Posted by: Aliza Kaplan | Aug 4, 2012 12:36:17 AM
Fascinating. I imagine the decision also may have interesting implications for federal and state child support and welfare laws, which have yet to catch up with the growing complexity raised by caregivers raising children from multiple families. See Adrienne Lockie, Multiple Families, Multiple Goals, Multiple Failures, 32 Harv. J. L. G. 109 (2009) (detailing federal and state child support laws that are based on false assumptions about family complexity and calling for an expanded definition of parenting and child support), available at http://papers.ssrn.com/sol3/papers.cfm?abstract_id=1268897.
Posted by: Adam Zimmerman | Aug 4, 2012 10:26:53 AM
Louisiana has recognized for some time by precedent the possibility of 2 dads and one mom for kids born of sex.
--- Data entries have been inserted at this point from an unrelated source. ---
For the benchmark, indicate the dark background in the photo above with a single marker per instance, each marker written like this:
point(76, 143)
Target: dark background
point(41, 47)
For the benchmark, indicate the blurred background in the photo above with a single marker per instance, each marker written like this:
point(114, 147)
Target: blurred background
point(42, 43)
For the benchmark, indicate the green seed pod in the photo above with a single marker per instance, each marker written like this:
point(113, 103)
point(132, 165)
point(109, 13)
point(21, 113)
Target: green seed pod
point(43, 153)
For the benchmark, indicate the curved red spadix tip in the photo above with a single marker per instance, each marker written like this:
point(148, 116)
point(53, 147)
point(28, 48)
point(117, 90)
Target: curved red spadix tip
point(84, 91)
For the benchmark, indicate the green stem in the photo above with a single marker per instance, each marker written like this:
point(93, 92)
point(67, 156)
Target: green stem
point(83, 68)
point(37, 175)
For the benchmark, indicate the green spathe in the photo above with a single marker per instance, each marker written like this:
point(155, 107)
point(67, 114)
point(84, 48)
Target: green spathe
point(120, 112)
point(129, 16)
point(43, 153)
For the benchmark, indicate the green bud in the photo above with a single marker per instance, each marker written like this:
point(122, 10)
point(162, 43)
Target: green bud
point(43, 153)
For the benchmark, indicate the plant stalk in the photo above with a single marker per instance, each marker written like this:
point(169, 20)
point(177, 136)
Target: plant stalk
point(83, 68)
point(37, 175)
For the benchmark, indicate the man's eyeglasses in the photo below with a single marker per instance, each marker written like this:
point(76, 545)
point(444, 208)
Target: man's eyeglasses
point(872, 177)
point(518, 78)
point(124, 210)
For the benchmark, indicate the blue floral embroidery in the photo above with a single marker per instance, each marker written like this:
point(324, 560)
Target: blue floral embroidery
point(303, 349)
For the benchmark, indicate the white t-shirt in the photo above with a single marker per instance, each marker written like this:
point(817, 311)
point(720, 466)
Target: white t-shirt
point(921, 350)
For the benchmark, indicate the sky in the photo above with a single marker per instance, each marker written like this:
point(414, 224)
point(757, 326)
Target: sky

Elsewhere,where there are 2 presumed dads, courts often are directed to choose between the 2 under vague statutory guidelines usually found in the marital presumption laws.
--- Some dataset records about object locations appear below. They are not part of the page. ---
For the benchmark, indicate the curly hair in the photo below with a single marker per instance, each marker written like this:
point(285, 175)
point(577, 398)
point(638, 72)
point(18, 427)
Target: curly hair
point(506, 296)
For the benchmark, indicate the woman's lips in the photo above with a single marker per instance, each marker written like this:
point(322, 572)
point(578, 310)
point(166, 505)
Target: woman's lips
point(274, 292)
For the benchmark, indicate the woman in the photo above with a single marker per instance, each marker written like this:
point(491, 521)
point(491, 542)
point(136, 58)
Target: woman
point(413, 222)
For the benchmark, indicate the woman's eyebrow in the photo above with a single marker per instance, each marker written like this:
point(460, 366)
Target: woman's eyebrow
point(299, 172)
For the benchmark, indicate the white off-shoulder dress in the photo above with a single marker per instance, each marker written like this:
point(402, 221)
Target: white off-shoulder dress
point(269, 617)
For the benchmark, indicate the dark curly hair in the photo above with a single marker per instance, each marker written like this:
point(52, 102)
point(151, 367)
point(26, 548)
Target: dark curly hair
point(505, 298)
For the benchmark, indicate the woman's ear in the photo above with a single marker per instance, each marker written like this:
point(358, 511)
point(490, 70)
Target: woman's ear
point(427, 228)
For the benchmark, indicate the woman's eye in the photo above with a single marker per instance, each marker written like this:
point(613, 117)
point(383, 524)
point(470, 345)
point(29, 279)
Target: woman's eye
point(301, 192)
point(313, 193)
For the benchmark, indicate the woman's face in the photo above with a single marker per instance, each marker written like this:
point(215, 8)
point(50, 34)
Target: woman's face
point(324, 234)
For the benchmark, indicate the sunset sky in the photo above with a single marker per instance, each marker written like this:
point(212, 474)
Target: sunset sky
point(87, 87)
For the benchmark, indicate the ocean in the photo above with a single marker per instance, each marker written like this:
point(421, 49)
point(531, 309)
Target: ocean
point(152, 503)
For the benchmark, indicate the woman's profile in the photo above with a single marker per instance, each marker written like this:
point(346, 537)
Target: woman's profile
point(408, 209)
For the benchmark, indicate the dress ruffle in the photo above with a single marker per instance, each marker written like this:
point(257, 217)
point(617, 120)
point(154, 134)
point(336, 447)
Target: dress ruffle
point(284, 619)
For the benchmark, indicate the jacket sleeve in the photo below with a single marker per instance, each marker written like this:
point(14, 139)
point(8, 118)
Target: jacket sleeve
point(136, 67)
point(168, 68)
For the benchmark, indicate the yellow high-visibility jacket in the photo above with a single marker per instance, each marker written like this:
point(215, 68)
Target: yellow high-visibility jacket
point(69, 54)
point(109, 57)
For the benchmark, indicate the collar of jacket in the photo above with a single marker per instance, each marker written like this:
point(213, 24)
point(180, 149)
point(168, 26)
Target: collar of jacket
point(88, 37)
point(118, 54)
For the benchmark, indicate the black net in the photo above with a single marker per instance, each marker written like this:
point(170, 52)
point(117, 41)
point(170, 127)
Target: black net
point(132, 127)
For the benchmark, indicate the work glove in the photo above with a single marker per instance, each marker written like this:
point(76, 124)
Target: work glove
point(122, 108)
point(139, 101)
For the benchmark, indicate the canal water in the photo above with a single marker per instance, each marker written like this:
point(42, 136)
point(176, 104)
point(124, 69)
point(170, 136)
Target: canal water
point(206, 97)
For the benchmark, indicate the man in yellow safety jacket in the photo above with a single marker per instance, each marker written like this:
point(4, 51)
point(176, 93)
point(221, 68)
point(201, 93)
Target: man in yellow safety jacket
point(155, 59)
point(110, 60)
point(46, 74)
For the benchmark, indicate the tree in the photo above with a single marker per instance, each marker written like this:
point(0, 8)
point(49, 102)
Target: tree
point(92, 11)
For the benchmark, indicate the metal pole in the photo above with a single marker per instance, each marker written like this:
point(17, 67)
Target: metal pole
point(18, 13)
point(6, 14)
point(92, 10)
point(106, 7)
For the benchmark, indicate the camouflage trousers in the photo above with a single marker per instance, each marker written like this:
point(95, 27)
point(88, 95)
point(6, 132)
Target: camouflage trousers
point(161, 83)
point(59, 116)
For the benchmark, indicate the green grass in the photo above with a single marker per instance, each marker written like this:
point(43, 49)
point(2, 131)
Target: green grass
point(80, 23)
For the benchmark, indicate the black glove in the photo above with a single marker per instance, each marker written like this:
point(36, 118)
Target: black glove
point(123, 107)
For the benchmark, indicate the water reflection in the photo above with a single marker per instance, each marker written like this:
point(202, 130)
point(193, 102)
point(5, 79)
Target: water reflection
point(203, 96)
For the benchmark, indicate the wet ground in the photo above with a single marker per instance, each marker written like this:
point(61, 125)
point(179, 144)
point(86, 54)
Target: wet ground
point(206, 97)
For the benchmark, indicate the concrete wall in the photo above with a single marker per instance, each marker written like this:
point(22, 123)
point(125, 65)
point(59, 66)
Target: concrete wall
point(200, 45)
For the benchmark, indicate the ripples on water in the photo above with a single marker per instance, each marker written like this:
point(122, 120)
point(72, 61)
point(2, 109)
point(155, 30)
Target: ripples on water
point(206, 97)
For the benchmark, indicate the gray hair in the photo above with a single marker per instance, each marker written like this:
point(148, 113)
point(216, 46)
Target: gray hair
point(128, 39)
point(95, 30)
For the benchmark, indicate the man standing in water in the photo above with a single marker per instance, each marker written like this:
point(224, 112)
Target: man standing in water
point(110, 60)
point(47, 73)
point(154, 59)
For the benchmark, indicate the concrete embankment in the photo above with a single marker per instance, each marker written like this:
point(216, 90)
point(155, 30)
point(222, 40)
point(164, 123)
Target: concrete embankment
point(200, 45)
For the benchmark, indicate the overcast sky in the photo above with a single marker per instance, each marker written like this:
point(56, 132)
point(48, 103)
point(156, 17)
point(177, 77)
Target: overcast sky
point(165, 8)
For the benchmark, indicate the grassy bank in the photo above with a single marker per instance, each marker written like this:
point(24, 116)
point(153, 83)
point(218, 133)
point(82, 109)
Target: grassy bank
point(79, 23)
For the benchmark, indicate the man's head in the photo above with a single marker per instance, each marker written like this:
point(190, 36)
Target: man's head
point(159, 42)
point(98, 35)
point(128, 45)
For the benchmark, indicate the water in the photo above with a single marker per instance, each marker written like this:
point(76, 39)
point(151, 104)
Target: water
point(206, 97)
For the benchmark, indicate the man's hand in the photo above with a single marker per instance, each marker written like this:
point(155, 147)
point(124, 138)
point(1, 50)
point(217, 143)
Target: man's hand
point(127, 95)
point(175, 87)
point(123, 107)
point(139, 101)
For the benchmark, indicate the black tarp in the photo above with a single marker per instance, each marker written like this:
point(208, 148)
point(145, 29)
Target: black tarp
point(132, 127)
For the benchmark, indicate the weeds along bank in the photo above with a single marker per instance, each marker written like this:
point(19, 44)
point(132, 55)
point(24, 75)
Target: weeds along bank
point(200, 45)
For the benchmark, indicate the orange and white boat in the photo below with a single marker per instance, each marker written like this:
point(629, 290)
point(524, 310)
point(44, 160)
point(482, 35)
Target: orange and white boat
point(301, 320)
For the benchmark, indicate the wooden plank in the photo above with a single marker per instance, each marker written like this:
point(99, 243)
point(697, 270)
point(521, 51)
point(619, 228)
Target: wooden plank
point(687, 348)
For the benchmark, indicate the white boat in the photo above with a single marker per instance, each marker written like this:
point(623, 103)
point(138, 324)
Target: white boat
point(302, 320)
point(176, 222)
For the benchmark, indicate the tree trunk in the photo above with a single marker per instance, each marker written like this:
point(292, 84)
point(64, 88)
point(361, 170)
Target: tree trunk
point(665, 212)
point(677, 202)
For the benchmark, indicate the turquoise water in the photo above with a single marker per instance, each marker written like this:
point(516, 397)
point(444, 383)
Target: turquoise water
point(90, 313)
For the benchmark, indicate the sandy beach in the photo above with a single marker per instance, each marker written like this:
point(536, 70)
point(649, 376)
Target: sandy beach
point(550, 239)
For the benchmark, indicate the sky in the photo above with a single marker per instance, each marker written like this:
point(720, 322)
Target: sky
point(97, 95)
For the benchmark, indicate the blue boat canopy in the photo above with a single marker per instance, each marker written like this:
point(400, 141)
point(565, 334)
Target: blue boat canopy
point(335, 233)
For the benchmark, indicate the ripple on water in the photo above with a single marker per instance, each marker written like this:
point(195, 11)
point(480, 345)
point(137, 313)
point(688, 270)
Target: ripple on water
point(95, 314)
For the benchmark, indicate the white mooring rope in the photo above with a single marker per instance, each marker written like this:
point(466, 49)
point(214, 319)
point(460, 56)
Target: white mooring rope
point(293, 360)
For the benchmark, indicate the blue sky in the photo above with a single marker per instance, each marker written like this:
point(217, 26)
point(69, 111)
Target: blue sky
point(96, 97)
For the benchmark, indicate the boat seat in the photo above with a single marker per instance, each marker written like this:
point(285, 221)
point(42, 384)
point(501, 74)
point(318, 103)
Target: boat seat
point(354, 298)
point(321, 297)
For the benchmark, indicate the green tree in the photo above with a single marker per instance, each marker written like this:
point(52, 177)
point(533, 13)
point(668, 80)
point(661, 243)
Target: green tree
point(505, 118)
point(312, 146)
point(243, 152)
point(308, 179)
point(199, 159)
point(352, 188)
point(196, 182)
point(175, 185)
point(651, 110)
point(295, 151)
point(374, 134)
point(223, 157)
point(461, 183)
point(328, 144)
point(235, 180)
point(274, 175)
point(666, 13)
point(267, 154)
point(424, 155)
Posted by: Jeff Parness | Aug 4, 2012 11:16:16 AM
Thanks to all for the great comments. As to the question of who qualifies as a parent in California, it includes most biological parents (outside of the ART arena), a man who signs a voluntary presumption of paternity, and a man who is married to and living with the mother, though the latter two are rebuttable by a judgment that
another man is the biological father. It also can include persons in a registered domestic partnership with a birth mother at the time of a child's birth, and someone who lives with a child and holds him/herself out as the child's parent. Accordingly, this new law will affect people in a number of situations, such as the stepparent situation Charles raises, as well as where a man began dating a woman when she was pregnant and then raised the child (the Seal-Heidi Klum situation, if Seal hadn't adopted her oldest child), or where a same-sex couple asked a male freind to help them conceive and agreed that all three adults would raise the child (modified "The Kids Are All Right" scenario).